After speaking with 50+ people (in-house, agency, brand owners, SaaS, operators) across a trio of speaking engagements (two at SMX Munich, and a keynote at SMX Paris), it is abundantly clear that one topic is front-and-center in everyone’s minds: where is paid search going? 

Even more recently, Sam Altman (he of ChatGPT fame) weighed in on the topic on the Lex Friedman podcast (you can view the relevant excerpt of the 2.5+ hour interview here), where Altman made several interesting points/claims: (1) he’s interested in making a better system for search, not merely another Google; (2) ads create a suboptimal user experience across the internet (not just on Google, but on Instagram, Facebook and informational sites); and (3) people are willing to pay for a better, non-ad-influenced experience, citing ChatGPT’s $20/mo model as evidence. Boiling it down: Sam Altman thinks there’s a future where paid search is no longer part of the overall online ecosystem. 
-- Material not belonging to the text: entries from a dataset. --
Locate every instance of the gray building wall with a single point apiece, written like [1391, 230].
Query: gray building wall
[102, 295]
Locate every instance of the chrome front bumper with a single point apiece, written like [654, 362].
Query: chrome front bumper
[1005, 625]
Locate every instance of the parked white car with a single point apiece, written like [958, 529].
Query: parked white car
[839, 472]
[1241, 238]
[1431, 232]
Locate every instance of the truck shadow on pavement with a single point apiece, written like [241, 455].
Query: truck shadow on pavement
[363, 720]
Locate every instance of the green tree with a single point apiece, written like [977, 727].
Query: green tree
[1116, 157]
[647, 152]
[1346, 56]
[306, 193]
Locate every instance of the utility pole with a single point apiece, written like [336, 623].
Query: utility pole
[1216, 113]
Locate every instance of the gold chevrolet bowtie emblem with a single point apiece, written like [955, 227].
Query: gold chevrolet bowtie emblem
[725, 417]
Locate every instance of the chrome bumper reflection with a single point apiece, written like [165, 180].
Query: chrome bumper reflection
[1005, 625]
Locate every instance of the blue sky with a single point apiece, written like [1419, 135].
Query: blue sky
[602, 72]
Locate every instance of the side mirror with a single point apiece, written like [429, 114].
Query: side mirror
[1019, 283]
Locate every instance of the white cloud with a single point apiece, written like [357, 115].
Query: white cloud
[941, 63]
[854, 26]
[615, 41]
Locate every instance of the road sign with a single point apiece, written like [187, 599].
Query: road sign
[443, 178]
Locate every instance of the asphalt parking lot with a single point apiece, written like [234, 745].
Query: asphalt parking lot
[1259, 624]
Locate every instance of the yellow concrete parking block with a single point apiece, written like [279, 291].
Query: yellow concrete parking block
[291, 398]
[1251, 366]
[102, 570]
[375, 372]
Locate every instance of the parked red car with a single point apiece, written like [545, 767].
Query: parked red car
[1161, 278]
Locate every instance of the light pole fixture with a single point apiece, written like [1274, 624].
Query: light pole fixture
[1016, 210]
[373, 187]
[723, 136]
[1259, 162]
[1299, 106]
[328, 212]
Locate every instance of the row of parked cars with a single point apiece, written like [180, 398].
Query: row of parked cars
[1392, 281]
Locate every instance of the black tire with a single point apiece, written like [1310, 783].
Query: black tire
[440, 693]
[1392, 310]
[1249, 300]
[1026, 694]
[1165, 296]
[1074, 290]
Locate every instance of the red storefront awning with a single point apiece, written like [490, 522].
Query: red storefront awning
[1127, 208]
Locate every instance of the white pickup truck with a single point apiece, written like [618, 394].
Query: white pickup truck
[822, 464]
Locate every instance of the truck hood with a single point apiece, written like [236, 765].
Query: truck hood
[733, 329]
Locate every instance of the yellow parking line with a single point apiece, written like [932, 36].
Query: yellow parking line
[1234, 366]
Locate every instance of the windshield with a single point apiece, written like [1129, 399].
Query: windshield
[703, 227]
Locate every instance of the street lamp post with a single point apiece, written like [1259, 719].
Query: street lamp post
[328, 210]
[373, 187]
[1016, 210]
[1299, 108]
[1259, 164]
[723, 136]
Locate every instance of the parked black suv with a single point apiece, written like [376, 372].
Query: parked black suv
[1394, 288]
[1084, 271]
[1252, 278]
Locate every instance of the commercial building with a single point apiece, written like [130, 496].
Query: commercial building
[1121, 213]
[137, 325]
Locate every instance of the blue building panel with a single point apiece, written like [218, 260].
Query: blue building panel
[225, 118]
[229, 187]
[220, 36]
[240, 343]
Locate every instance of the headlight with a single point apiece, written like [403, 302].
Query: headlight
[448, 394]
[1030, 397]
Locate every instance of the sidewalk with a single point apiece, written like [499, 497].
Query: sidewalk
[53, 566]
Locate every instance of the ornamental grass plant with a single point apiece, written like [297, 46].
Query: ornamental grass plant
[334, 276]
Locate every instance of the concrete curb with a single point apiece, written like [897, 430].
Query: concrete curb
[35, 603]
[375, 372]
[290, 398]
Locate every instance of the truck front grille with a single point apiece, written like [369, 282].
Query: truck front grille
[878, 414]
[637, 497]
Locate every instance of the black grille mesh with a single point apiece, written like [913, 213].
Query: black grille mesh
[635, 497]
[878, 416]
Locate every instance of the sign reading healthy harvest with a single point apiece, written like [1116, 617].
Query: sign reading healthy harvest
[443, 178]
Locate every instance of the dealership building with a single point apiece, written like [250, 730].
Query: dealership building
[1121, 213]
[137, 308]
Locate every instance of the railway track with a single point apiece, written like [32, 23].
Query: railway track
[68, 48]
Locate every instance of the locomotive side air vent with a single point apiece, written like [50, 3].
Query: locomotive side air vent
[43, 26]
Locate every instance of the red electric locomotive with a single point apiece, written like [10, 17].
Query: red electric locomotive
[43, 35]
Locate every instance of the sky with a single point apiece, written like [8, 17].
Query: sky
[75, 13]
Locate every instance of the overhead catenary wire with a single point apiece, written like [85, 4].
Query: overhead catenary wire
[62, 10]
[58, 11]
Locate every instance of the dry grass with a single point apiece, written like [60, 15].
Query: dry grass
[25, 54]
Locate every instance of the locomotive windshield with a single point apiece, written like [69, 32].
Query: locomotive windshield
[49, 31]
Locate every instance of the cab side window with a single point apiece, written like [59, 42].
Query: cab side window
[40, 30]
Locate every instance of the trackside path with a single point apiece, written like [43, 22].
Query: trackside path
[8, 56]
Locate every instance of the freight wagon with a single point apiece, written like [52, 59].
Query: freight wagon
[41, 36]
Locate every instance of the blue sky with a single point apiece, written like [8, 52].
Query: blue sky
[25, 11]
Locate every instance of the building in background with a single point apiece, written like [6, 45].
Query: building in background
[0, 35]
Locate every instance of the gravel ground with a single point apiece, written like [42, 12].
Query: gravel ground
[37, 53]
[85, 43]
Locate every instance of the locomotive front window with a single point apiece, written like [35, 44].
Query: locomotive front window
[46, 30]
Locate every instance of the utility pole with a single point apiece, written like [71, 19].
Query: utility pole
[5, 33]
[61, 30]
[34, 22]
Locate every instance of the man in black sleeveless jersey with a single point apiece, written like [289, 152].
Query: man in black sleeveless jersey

All of this leads to an interesting question: Is there a future for paid search? 

In an effort to not bury the lede, I’m going to jump straight to the conclusion, then talk through a few key points that marketers should keep in mind as they think about where search is going and how to prepare for that future.  

Is Sam Altman Right? Is Paid Search Done? 

I think the strongest argument against Sam Altman’s “subscription” concept is simple economics: paid search, as it currently exists (so, before any improvements from LLM integrations) is a more effective + more efficient value capture mechanism than any subscription model could ever hope to become. To move away from ads would cost tech giants hundreds of billions a year – and likely result in their businesses collapsing. That’s….not something they’re going to do. 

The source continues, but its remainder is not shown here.